Luckily, New Day Films now has an individual streaming option ($4.99 per stream), and I was able to create a rich assortment of films that my students could choose from. The experience got me thinking about how streaming is impacting the ways educators are using media, and changing the nature of teaching with films. I reached out to some professors who are using New Day’s individual streams with their students, and asked them about their experiences.
Many professors have students view films outside of class because it saves them valuable classroom time. Thomas Gannon, an English professor at the University of Nebraska in Lincoln, uses Jay Rosenstein’s documentary In Whose Honor?, about Native American mascots in college sports, in his “Introduction to Native American Literature” class. “The film is a good vehicle for exemplifying Natives trying to take back the tools of their own representation,” Gannon says. “However, I stopped showing it in class after the first year or so because this is a literature class, and meeting time is always at a premium. I prefer to assign films outside of class, which is easier since this film is now available online.”
Eliot Graham, who teaches courses on individual and cultural diversity to graduate education students at Rutgers University and Harvard, assigns Debra Chasnoff’s film Straightlaced: How Gender’s Got Us All Tied Up as required viewing outside of class. “I’m trying to make my students think about how teachers propagate messages that are racist or sexist or homophobic, often unwittingly,” Graham says. “If it’s just an intellectual exercise they will do it in my class and then forget about it when they enter their own classrooms. I use Straightlaced because it shows kids talking about experiences that they had in school, and it has more of an emotional impact.” Graham says that his class periods aren’t long enough to allow him to show the 67-minute film in class, so assigning it outside of class works well. “When I’ve used it in class I usually end up excerpting pieces that total up to about 30 or 35 minutes, which is always terrible because I’m like, “I can’t possibly omit this part!”
Streaming also allows films to be used as secondary sources, or for additional research. Gannon says, “One of my midterm essay prompts regards Native American mascots, with a required source essay by Phil Deloria. In Whose Honor? is highly recommended as another source. Most of the really good papers use it, and the student writers thereof usually seem to be highly moved, even outraged, by the film.”
How does assigning a film outside of class impact the quality of the in-class discussion about it?
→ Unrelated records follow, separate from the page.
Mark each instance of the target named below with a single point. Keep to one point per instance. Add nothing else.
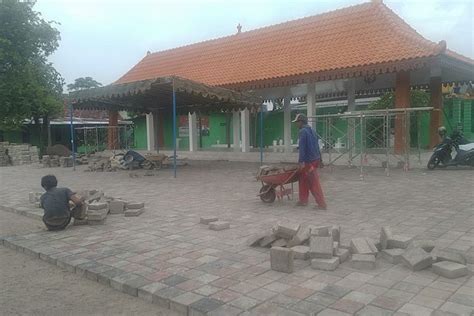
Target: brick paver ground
(167, 257)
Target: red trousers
(309, 181)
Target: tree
(83, 83)
(30, 87)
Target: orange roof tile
(365, 34)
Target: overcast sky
(105, 38)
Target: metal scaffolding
(381, 135)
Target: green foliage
(418, 98)
(83, 83)
(30, 87)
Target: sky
(103, 39)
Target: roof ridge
(259, 29)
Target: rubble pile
(18, 154)
(322, 245)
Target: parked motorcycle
(443, 153)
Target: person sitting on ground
(56, 204)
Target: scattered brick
(281, 259)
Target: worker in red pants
(309, 160)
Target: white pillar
(193, 135)
(350, 88)
(236, 130)
(150, 132)
(245, 117)
(311, 104)
(287, 124)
For my students, who are asked to do close readings of films, being able to stop and re-watch a particular section is invaluable. Graham requires the students to write about the assigned film, and says that it enriches the discussions and activities they do in class together. Whether students absorb the film better together in class, or alone at home, is unclear, and likely depends on the individual student and the viewing circumstances.
What’s clear, though, it that streaming is here to stay. And with New Day’s individual streaming option, educators can find more ways to take advantage of the power of films as they teach in their own disciplines. “If there’s a video my institution owns, but it isn’t available online, we have to watch in class or not at all,” says Graham. “This gives me more flexibility to be able to more things.”